The Outlander PHEV is available with a smartphone and tablet app, which allows the driver to monitor the vehicle and access some functions remotely, like other plug-in vehicles.
It’s standard on all but the entry-level version of the plug-in hybrid (although perhaps, it should be made standard on all versions).
Perhaps the most important is to keep a check on the level of charge, or when charging, the time left to charge.
It also includes functions for scheduled charging, programming pre-air conditioning, and access to information on door status.

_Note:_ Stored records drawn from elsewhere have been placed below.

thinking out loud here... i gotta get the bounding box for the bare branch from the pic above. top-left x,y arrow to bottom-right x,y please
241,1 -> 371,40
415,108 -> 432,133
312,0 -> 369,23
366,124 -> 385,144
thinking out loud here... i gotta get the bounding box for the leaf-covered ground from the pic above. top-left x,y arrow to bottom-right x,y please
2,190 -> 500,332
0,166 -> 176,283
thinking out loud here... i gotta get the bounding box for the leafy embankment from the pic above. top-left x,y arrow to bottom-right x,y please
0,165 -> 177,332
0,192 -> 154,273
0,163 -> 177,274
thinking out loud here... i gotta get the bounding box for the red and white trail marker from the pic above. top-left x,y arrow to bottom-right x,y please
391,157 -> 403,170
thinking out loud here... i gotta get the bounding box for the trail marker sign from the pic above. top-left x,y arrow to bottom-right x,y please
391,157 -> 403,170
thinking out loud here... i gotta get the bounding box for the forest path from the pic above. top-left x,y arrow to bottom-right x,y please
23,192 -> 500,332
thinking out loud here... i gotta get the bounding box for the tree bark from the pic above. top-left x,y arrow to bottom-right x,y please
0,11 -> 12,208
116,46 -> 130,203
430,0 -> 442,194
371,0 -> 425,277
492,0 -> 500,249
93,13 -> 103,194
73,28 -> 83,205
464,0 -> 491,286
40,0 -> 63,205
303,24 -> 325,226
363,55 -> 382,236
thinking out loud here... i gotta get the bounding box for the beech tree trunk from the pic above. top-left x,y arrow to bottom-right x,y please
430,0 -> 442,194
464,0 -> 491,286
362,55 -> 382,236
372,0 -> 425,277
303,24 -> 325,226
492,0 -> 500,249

Useful if you want to delay charging until a specific time, use the mains to power the air-conditioning to set the initial cabin temperature so you don’t use valuable battery capacity when setting off, or if you’re absent minded (like me) and sometimes can’t remember if you’ve locked the car.
It’s compatible with Android and iOS and communicates via a local area network and there is no subscription.

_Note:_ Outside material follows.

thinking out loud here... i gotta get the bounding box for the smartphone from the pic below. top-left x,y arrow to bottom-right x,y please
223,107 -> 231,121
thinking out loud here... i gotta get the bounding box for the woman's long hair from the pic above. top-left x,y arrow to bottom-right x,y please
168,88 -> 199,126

It also helps locate the car in a car park by allowing the headlamps to be illuminated remotely, although I think our pearlecent white model stands out well enough.

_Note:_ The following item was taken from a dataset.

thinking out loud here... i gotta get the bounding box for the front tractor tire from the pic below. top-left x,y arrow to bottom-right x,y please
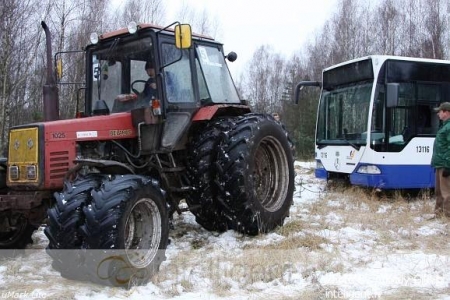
81,175 -> 169,288
216,114 -> 294,235
45,173 -> 105,279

While apps such as these tend only to be available for plug-in cars at the moment, it is likely that they will be offered for cars with standard petrol and diesel powertrains in future, as monitoring or setting charge times is only one small part of what can be done with them.
And with less than two months to go before the Outlander goes back to Mitsubishi, I’ve spent most of the last 12 months running plug-in hybrids that have an app to communicate and monitor the car (previously the Volvo V60 Plug-in Hybrid, which had an even more sophisticated and detailed app).
Often we take certain vehicle features for granted and I’ll most likely have to become used to being isolated from my car again once it’s parked.